Hail Storm Ruins Johnston County Tobacco Field

Posted 2006-08-04T18:28:37+00:00 - Updated 1997-08-06T04:00:00+00:00

A strong line of thunderstorms made their way across south-central North Carolina Tuesday, leaving in their way crop destruction farmers consider worse than Hurricane Fran.

WRAL'sMark Robertssays in nearly eight years of reporting on the state's tobacco crop, he's never seen the amount of damage done to the golden leaf in such a short amount of time. It only took 15 minutes to reduce a field of tobacco near Blackmon's Crossroads into a limp and shredded mess.

The soybean fields look like they've been plowed under. Then there's the tobacco. Acre after acre has been stripped clean, only after a few minutes of golf-ball-sized hail that wiped many farmers out. They're still trying to pick up the pieces of a storm many long-time farmers say they've never seen the likes of.

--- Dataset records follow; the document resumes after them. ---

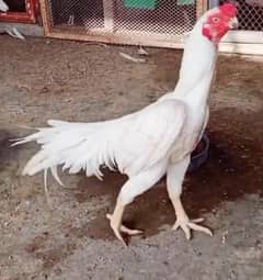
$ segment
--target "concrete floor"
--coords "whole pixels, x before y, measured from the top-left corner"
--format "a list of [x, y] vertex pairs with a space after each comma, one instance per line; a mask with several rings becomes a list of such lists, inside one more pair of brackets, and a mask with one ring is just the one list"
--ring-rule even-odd
[[0, 41], [0, 279], [260, 280], [263, 279], [263, 63], [220, 56], [211, 89], [209, 158], [187, 176], [183, 202], [206, 217], [214, 236], [170, 231], [174, 213], [164, 181], [141, 195], [125, 221], [142, 237], [117, 242], [105, 213], [125, 177], [103, 182], [62, 175], [66, 188], [21, 177], [35, 145], [9, 147], [47, 119], [95, 121], [149, 104], [178, 79], [179, 51], [149, 48], [145, 64], [117, 47], [9, 36]]

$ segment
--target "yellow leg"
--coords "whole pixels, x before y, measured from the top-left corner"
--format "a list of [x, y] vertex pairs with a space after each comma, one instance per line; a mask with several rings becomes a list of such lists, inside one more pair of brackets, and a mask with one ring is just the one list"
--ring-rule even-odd
[[110, 225], [114, 234], [116, 235], [116, 237], [126, 246], [126, 243], [124, 242], [121, 233], [125, 233], [128, 235], [138, 235], [138, 234], [141, 234], [142, 231], [130, 229], [122, 224], [124, 209], [125, 209], [125, 205], [118, 199], [113, 214], [107, 214], [106, 217], [110, 220]]
[[186, 213], [183, 209], [183, 204], [181, 202], [180, 197], [171, 197], [171, 201], [172, 201], [173, 208], [175, 210], [175, 214], [176, 214], [176, 222], [173, 225], [172, 229], [176, 231], [179, 227], [181, 227], [185, 234], [186, 239], [191, 238], [191, 229], [203, 232], [210, 236], [213, 235], [213, 233], [209, 228], [197, 225], [197, 223], [202, 223], [204, 221], [203, 217], [195, 219], [195, 220], [188, 219], [188, 216], [186, 215]]

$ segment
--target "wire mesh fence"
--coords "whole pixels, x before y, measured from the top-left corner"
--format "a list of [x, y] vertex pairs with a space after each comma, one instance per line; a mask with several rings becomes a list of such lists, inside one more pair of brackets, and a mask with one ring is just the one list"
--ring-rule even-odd
[[[226, 2], [220, 1], [220, 3]], [[239, 30], [263, 31], [263, 0], [237, 0]]]
[[[133, 44], [181, 41], [193, 27], [195, 0], [42, 0], [49, 34]], [[103, 40], [104, 38], [104, 40]], [[157, 44], [158, 45], [158, 44]]]

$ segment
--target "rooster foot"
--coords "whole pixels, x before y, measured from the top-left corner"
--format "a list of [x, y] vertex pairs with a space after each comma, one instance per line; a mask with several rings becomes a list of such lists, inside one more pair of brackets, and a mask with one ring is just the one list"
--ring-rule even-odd
[[187, 216], [179, 217], [173, 225], [172, 229], [176, 231], [179, 227], [181, 227], [185, 234], [186, 239], [188, 240], [191, 238], [191, 229], [205, 233], [207, 235], [213, 236], [213, 233], [209, 228], [205, 226], [197, 225], [198, 223], [202, 223], [204, 221], [203, 217], [201, 219], [194, 219], [188, 220]]
[[117, 220], [114, 219], [113, 215], [111, 214], [106, 214], [106, 217], [110, 220], [110, 225], [115, 234], [115, 236], [125, 245], [127, 246], [127, 244], [125, 243], [122, 233], [127, 234], [127, 235], [139, 235], [142, 233], [142, 231], [140, 229], [130, 229], [125, 225], [119, 224], [119, 222]]

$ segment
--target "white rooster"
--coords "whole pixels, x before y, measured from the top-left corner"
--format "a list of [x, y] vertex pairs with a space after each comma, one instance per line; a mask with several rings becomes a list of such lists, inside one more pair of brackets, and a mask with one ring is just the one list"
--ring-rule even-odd
[[184, 49], [180, 79], [174, 91], [141, 111], [119, 119], [95, 123], [48, 121], [52, 127], [18, 139], [14, 145], [35, 141], [41, 150], [26, 164], [23, 175], [47, 170], [61, 183], [57, 166], [69, 173], [84, 170], [102, 178], [101, 166], [118, 169], [128, 180], [122, 187], [113, 214], [107, 214], [112, 229], [123, 242], [122, 232], [141, 233], [122, 225], [125, 206], [155, 186], [167, 173], [169, 197], [175, 210], [173, 229], [181, 227], [186, 238], [191, 229], [211, 232], [191, 221], [180, 195], [191, 153], [196, 147], [208, 120], [208, 96], [220, 38], [237, 27], [237, 7], [225, 3], [207, 11], [195, 24]]
[[9, 7], [3, 0], [0, 0], [0, 11], [7, 12], [9, 10]]

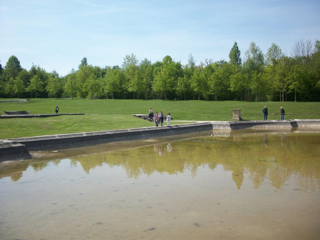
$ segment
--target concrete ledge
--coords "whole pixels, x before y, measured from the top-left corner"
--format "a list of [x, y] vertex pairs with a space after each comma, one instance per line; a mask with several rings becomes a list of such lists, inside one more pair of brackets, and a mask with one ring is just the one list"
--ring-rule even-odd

M.G. Johnson, a farmer himself, says Tuesday's storm hit him harder than Hurricane Fran did in terms of destruction. Golf-ball-sized hail pounded Four Oaks for some 15 minutes. There's nothing left standing in the Blackmon's Crossroads area. Johnson lost more than seven acres.

Although Johnson has insurance, he says it won't pay nearly what he could've made if the crop was taken to market. That's the biggest gamble. Many farmer's don't take out hail insurance hoping they can make it through the year without hail. Anyone who gambled on Tuesday's storm certainly lost.

At the time of this report, USDA officials were already on hand to survey the damage done in Johnston County. They'll decide what assistance, if any, can be provided to farmers who lost much of their livelihood in a matter of minutes.

There's only one small positive in Blackmon's Crossroads. M.G. Johnson had already harvested about half of his crop. It's sitting safely inside an area barn. Much of the money making leaf was still out to pasture. Today it's destroyed.